The zone encompassing the settlement and necropolises of Bat is the most complete and best-known site of the 3rd millennium BC. In a restricted, coherent space, the necropolis of Bat bears characteristic and unique witness to the evolution of funeral practices during the first Bronze Age in the Oman peninsula.

Historical sources recuount that the country of Magan was the principal extraction centre for copper, which was exported even to far-away Mesopotamia, as early as about 3000 BC. The appearance of a more strictly hierarchical social organization (as attested to both in the settlements, where circular defensive structures contrast with rectangular houses, and in the necropolises, where the arrangement of funerary space is more complex) goes hand in hand with higher living standards and social changes linked to a trade economy.

The protohistoric site extends north of the village and palm grove of Bat, when excavation began in 1972; it includes a settlement and a necropolis from the 3rd millennium BC. In the settlement zone, north of the confluence of a small waterway and Wadi al Hijr, there are five stone 'towers', structures that are very representative of the first Bronze Age in the Oman peninsula. One of the towers has been entirely excavated and it has been determined that it was built between 2595 BC and 2465 BC. At the level of the substructures, the plan of the tower features a series of exterior surface projections and two rows of parallel rooms on either side of a large platform in masonry with a well in the centre.

From the tower, which serves as the site's reference point, can be distinguished immediately to the east on the slope a series of rectangular houses with central courts and, to the north, a vast necropolis that can be divided into two distinct groups. The first group is located at the top of the rocky slope. Its drystone tombs (some of which date from the 4th millennium, although in some cases they may have subsequently been modified) are scattered along the path from Bat to Al Wahrah.

The much more densely concentrated second group extends over rice terraces south-east of the wadi and includes more than 100 drystone 'beehive' tombs, which tend to be organized according to an overall plan. The most ancient ones are to the north. They have only one entrance and one funerary chamber and were a collective burial place for a small number of dead. Towards the south, the sepulchres become more monumental. They have two entrances which open on to two and sometimes four funerary chambers and were intended for larger numbers of dead.

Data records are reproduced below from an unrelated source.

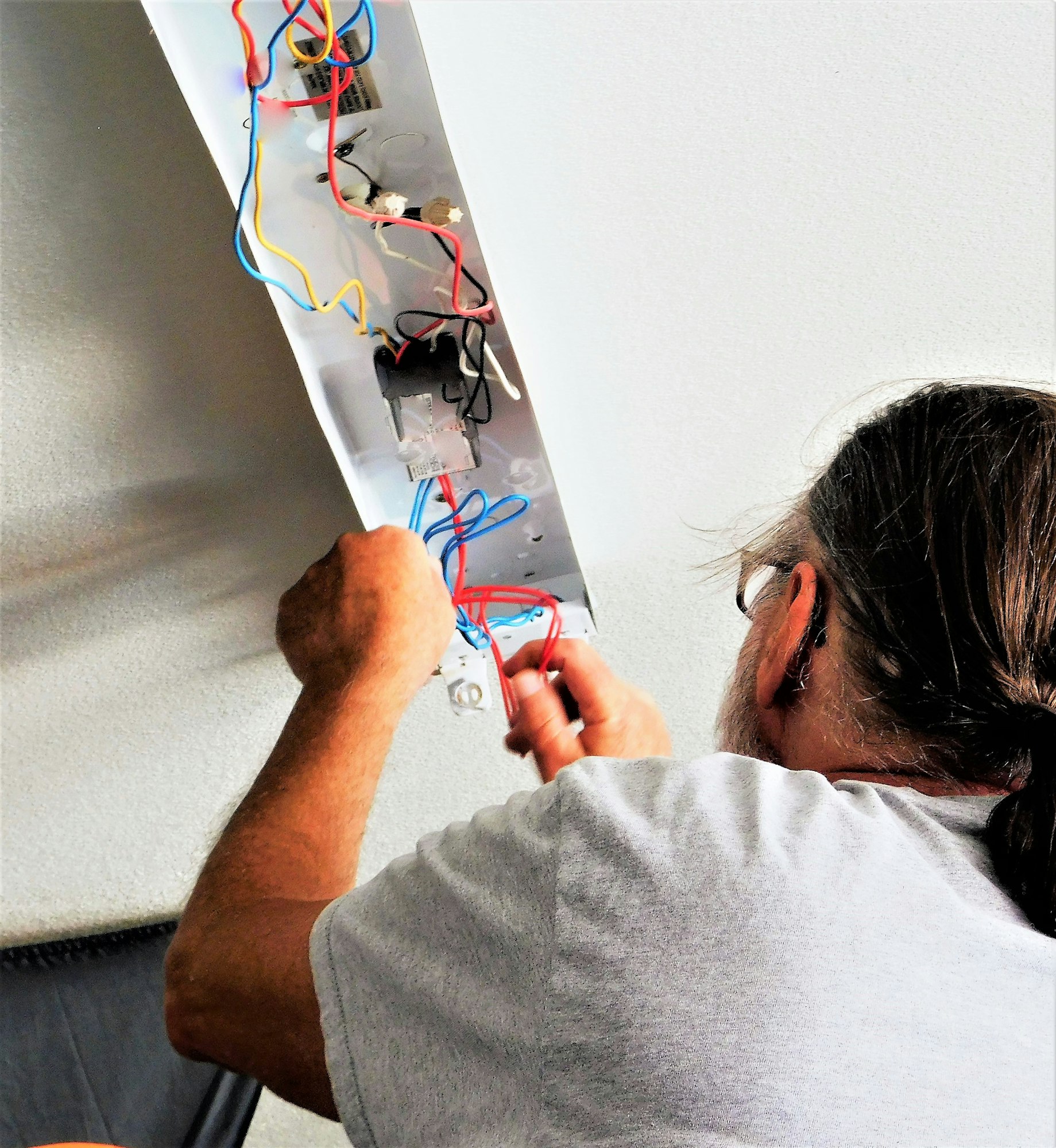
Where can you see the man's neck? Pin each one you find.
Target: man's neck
(934, 787)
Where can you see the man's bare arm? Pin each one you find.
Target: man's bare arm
(362, 631)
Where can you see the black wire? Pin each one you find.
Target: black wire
(477, 283)
(351, 164)
(467, 398)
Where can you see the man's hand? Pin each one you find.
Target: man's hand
(619, 719)
(376, 607)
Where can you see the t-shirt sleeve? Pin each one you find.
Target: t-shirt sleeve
(432, 982)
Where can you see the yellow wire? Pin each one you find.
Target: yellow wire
(327, 44)
(292, 260)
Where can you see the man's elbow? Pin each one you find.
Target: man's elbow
(186, 1000)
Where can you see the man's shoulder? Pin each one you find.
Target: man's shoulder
(722, 810)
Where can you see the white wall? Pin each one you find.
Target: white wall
(715, 223)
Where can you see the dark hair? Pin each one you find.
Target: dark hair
(937, 524)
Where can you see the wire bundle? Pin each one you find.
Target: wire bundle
(472, 603)
(342, 71)
(475, 516)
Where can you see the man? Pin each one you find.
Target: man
(838, 932)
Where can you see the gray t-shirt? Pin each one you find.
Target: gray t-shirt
(721, 952)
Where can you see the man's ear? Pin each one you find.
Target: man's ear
(783, 648)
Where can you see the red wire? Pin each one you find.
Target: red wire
(482, 313)
(452, 502)
(408, 343)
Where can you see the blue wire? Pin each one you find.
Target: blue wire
(254, 131)
(364, 5)
(473, 526)
(420, 499)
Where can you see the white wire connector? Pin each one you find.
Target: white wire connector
(389, 204)
(441, 212)
(379, 235)
(357, 195)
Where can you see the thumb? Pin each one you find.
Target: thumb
(542, 726)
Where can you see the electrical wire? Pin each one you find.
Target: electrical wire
(394, 254)
(486, 311)
(253, 177)
(472, 603)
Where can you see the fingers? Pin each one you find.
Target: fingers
(542, 726)
(597, 692)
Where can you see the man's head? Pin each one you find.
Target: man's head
(910, 620)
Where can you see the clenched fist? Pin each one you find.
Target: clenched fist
(619, 720)
(376, 607)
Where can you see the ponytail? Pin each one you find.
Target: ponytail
(937, 525)
(1022, 829)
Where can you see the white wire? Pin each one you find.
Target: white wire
(399, 255)
(500, 376)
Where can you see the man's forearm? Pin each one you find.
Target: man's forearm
(296, 835)
(239, 988)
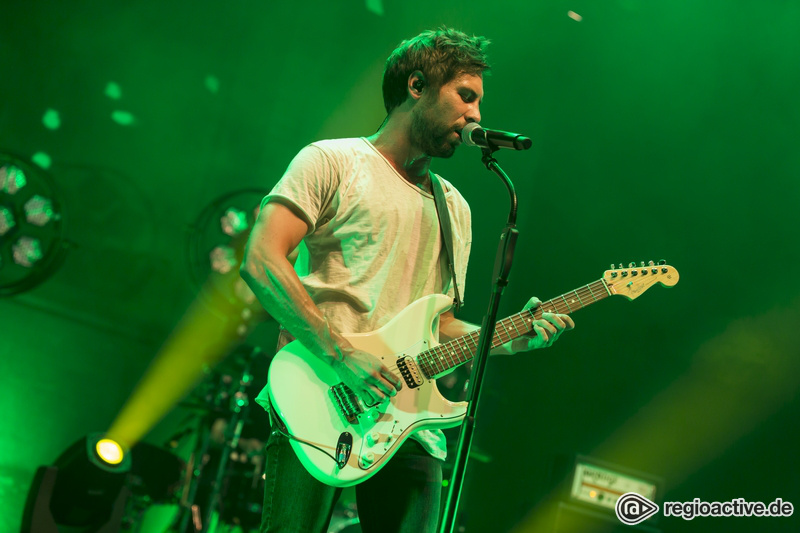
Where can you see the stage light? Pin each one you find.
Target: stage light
(223, 259)
(31, 226)
(27, 251)
(234, 222)
(12, 178)
(216, 247)
(82, 492)
(39, 210)
(6, 220)
(109, 451)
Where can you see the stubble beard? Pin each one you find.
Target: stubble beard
(431, 136)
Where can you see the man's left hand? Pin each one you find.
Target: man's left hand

The settlement and necropolis zones of Bat form a coherent and representative group with two neighbouring contemporary archaeological sites: the tower of Al-Khutm, 2 km west of Bat, and the group of beehive tombs of Qubur Juhhal at Al-Ayn, 22 km east-south-east of Bat. The 21 tombs from the 3rd millennium, aligned on a rocky crest that stands out in the superb mountainous landscape of Jebel Misht to the north, are in a remarkable state of preservation. They have not been excavated and constitute an obviously interesting archaeological reserve.